Answer
The directional derivative at $P = \left( {3, - 1} \right)$ in the direction of ${\bf{v}} = 2{\bf{i}} + {\bf{j}}$ is $ - \frac{{54}}{{\sqrt 5 }}$.
Work Step by Step
We are given $f\left( {x,y} \right) = {x^3}{y^4}$ and ${\bf{v}} = 2{\bf{i}} + {\bf{j}}$.

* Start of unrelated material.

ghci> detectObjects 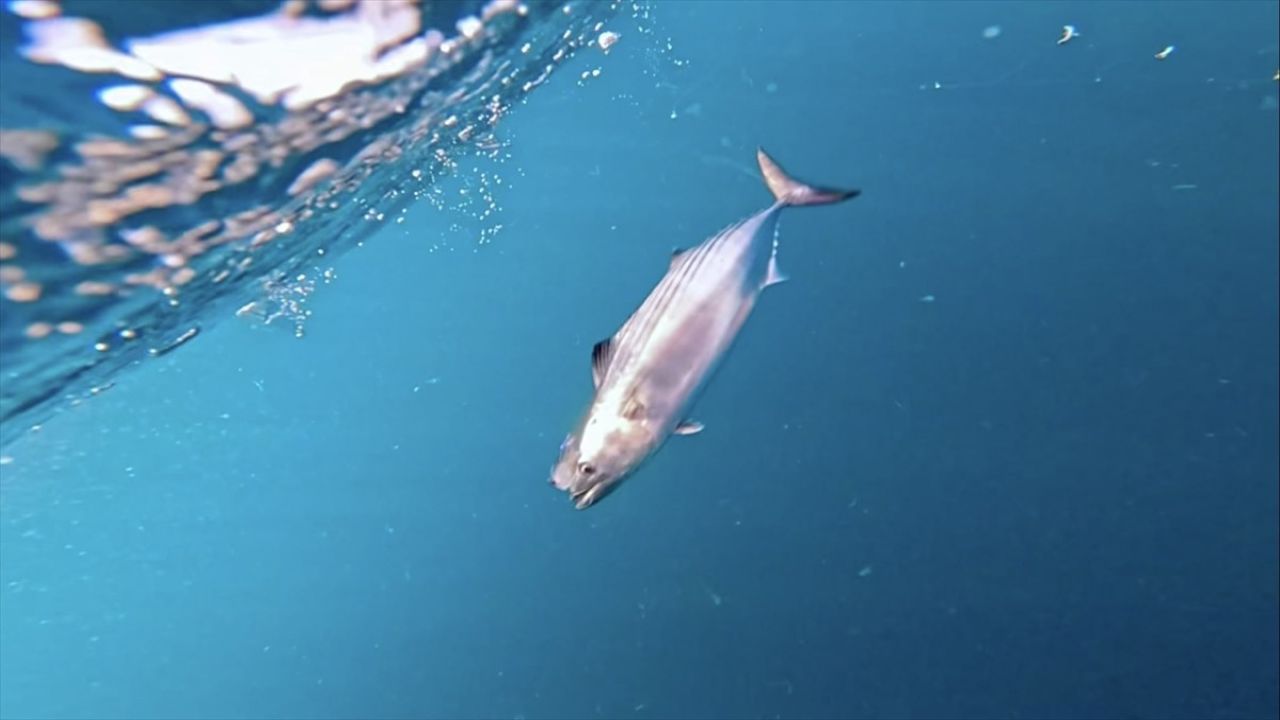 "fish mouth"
[568,483,605,510]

First, we normalize the direction vector:
${\bf{u}} = \frac{{\bf{v}}}{{||{\bf{v}}||}} = \frac{{\left( {2,1} \right)}}{{\sqrt {\left( {2,1} \right)\cdot\left( {2,1} \right)} }} = \left( {\frac{2}{{\sqrt 5 }},\frac{1}{{\sqrt 5 }}} \right)$
Next, we compute the gradient at $P = \left( {3, - 1} \right)$:
$\nabla f = \left( {3{x^2}{y^4},4{x^3}{y^3}} \right)$, ${\ \ \ }$ $\nabla {f_P} = \left( {27, - 108} \right)$
Using Theorem 3 of Section 15.5, we obtain the directional derivative in the direction of ${\bf{v}}$ at $P = \left( {3, - 1} \right)$:
${D_{\bf{u}}}f\left( P \right) = \nabla {f_P}\cdot{\bf{u}}$
${D_{\bf{u}}}f\left( P \right) = \left( {27, - 108} \right)\cdot\left( {\frac{2}{{\sqrt 5 }},\frac{1}{{\sqrt 5 }}} \right) = - \frac{{54}}{{\sqrt 5 }}$
So, the directional derivative at $P = \left( {3, - 1} \right)$ in the direction of ${\bf{v}} = 2{\bf{i}} + {\bf{j}}$ is $ - \frac{{54}}{{\sqrt 5 }}$.